Malouin’s Trench, designed for Acerbis, is defined by its essential geometry and enveloping architecture. Its purity of line and volumetric presence provide a striking contrast to the organic expressiveness of Hicks’s weave. The result is a harmonious encounter between ancient craft and modern design logic, where the tactile richness of Altiplano grounds the sculptural precision of Trench.
“Sheila Hicks’s Altiplano textile combines so many things at once: ancient weaving knowledge, the brilliance of Hicks’s entire body of work, and the long legacy of Knoll Textiles,” notes Felix Burrichter, founder of PIN–UP, who curated the collaboration. “I wanted to see what would happen when this historic fabric met an ultra-contemporary form, and whether it could hold its own outside the Knoll canon. Philippe Malouin’s Trench collection for Acerbis, with its almost primordial formal language, something enduring yet new, grounds the textile in its weight and presence.”

The Trench armchair, fully upholstered with intricate angles and even padded legs, becomes both a vessel and a canvas for Hicks’s textile. The interplay between the two underscores the adaptability of Altiplano: at once delicate and structural, timeless yet forward-looking.

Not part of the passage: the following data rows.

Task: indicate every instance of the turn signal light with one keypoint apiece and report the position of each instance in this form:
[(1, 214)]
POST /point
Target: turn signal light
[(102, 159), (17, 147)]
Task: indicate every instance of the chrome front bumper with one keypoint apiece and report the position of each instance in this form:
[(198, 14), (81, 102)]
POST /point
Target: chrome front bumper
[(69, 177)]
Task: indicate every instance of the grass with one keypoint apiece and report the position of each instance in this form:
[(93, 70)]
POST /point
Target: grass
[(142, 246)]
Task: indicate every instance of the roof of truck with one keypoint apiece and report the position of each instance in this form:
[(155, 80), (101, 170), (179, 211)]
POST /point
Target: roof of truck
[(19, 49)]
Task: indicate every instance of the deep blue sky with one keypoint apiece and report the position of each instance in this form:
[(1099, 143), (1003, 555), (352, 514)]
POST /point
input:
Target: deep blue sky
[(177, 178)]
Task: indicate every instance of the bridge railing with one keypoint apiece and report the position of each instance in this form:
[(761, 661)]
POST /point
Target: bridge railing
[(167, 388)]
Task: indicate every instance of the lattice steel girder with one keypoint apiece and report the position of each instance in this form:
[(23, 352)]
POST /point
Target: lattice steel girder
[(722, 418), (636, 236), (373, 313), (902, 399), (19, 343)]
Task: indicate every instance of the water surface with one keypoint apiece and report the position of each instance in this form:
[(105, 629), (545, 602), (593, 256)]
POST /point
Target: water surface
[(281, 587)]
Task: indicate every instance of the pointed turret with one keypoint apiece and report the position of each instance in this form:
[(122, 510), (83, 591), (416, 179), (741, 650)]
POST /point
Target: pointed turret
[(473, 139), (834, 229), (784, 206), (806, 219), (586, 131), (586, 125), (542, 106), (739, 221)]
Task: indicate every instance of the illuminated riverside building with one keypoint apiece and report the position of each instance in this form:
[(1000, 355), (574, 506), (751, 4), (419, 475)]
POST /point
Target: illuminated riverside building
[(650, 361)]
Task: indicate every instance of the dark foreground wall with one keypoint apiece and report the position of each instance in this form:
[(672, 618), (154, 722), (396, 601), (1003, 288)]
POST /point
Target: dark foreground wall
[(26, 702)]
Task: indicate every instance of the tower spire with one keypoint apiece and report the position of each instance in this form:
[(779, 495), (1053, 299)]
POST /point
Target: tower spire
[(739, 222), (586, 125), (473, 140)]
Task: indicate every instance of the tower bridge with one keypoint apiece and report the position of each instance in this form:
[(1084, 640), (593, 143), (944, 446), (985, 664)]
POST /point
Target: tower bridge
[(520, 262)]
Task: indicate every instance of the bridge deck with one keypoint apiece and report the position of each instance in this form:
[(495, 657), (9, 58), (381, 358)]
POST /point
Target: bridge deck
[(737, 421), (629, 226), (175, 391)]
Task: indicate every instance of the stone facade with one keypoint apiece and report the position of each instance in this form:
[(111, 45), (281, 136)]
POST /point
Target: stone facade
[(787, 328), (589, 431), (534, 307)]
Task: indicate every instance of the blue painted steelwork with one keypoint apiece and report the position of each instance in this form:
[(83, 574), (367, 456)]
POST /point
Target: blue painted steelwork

Curated by PIN–UP, the partnership between Knoll Textiles and Acerbis embodies a shared vision of design as continuity, where past and future coexist through experimentation. By pairing Hicks’s 1960s textile with Malouin’s contemporary form, the collaboration honors the history of craft while reaffirming its relevance in today’s design culture.

Through this encounter, Altiplano transcends its origins, reaffirming Hicks’s role as a pioneer of material language, while Malouin’s Trench reveals how modern furniture can act as a vessel for artistic legacy. Together, they reflect a unified approach to design, one that bridges generations, disciplines, and sensibilities.